Cash and balances with the Central Bank amounted to ISK 83,139 million at the end of the year, compared with ISK 139,819 million at the end of 2017. The decrease is partly due to the buyback of own shares and dividend payments totaling ISK 33.3 billion in 2018.
Loans to customers totalled ISK 833,826 million at the end of the year, representing a 9% increase from year-end 2017. Loans to corporates increased by 8.3% between years, mainly loans to wholesale and retail on the one hand and real estate and construction on the other. Loans to individuals increased by 9.6%, primarily mortgage loans, as the Bank’s market share remained stable during the year. In 2018 the Bank had to make impairments in relation to the bankruptcy of Primera Air by total of ISK 2.8 billion, which affected the loan growth slightly.
Loans til customers
The Group’s loan portfolio is well diversified. Just under half of loans are to individuals and just over half are to companies. Loans to corporates diversify across sectors in line with the composition of the Icelandic economy.
Loans to customers by section
Financial assets amounted to ISK 114,557 million at the end of the year, compared with ISK 109,450 million at the end of 2017. The combination of securities held by the Bank is heavily related to the liquidity position at any given time. Transfers from international debt funds to highly rated foreign currency bonds during the year of 2018 represent part of the Bank’s liquidity management but the Bank has also sold a significant part of its listed and unlisted equity holdings during 2018.
Financial instruments
Assets and operation held for sale amounted to ISK 48,584 million at the end of 2018 compared with ISK 8,138 million at year-end 2017. The main changes are due to reclassification of the subsidiary Valitor, which is now classified as operation held for sale. The total assets of Valitor at year-end were ISK 40,003 million, with majority cash and bank accounts.
Liabilities and equity
Liabilities increased by 4% from year-end 2017. Equity decreased due to the purchase of treasury stock and dividend payments in 2018, totalling ISK 33.3 billion. Net earnings for the year and the effects of the adoption of IFRS 9 partly offset the decrease.
Liabilities and equity
Deposits from customers amounted to ISK 466,067 million at the end of 2018 and had increased by 1% from year-end 2017. However the combination of deposits have developed favorable as higher share of deposits are now from individuals and SME’s through Retail Banking but share of deposits from institutional investors have decreased accordingly. Deposits remain the most important source of funding for Arion Bank and the Bank will aim to maintain as strong a position as possible on the deposits market.
Borrowings amounted to ISK 417,782 million at the end of 2018. In March Arion Bank issued a new 5-year €300 million bond on the international markets (ISK 37 billion). The Bank has also continued to issue covered bonds on the Icelandic market, a total of approximately ISK 32 billion in 2018, as well as commercial papers for a total of ISK 31 billion.
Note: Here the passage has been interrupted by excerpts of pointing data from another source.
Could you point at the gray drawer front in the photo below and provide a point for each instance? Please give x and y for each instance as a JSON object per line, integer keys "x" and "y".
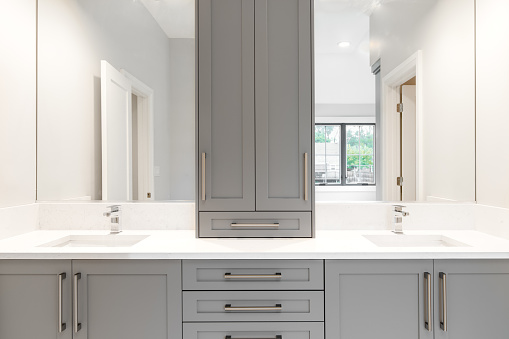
{"x": 219, "y": 224}
{"x": 253, "y": 306}
{"x": 252, "y": 274}
{"x": 300, "y": 330}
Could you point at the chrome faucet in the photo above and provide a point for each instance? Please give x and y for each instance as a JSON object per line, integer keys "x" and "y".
{"x": 398, "y": 218}
{"x": 115, "y": 221}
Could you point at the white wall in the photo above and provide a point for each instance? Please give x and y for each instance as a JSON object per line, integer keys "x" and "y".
{"x": 17, "y": 98}
{"x": 444, "y": 31}
{"x": 492, "y": 31}
{"x": 182, "y": 127}
{"x": 74, "y": 35}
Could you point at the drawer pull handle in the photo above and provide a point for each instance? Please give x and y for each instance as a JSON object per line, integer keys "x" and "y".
{"x": 443, "y": 300}
{"x": 61, "y": 324}
{"x": 229, "y": 307}
{"x": 276, "y": 337}
{"x": 428, "y": 315}
{"x": 234, "y": 224}
{"x": 253, "y": 276}
{"x": 203, "y": 175}
{"x": 76, "y": 323}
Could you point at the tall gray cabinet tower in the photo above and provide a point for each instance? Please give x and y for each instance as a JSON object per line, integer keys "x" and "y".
{"x": 255, "y": 118}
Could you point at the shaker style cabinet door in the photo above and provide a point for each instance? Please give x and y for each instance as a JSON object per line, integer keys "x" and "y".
{"x": 119, "y": 299}
{"x": 476, "y": 299}
{"x": 384, "y": 299}
{"x": 226, "y": 177}
{"x": 283, "y": 105}
{"x": 35, "y": 299}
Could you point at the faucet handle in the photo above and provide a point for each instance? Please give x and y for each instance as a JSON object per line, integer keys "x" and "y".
{"x": 114, "y": 208}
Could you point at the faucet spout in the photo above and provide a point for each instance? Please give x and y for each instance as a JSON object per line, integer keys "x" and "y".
{"x": 115, "y": 219}
{"x": 399, "y": 213}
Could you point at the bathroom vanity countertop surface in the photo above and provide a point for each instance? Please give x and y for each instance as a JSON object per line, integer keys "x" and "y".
{"x": 184, "y": 245}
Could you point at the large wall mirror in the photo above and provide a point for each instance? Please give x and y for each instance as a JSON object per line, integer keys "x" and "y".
{"x": 116, "y": 87}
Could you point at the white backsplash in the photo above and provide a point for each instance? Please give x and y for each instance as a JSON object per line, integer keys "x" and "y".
{"x": 379, "y": 216}
{"x": 492, "y": 220}
{"x": 329, "y": 216}
{"x": 18, "y": 220}
{"x": 135, "y": 216}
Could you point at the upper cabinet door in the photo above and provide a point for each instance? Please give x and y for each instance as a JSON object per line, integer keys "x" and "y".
{"x": 283, "y": 105}
{"x": 226, "y": 105}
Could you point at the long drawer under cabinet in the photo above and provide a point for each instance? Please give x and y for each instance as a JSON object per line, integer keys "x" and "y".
{"x": 269, "y": 299}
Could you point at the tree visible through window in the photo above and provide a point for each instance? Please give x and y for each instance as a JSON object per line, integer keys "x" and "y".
{"x": 344, "y": 154}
Subordinated liabilities amounted to ISK 6,532 million at the end of 2018, following a Tier 2 issuance of SEK 500 million bond in November. The bonds were priced at a spread of STIBOR 310 and have ten year maturity with option to pay in 2023.
Shareholders’ equity amounted to ISK 200,729 million at the end of 2018, compared with ISK 225,606 million at the end of 2017. The decrease is explained by a buyback of shares during the first quarter of 2018 and dividend payments during the first and the third quarters of 2018, a total of ISK 33.3 million, which is partly offset by an increase in equity due to the adoption of IFRS 9 and the financial results for the year. The CET 1 ratio was 21.2% at year-end 2018, compared with 23.6% at year-end 2017.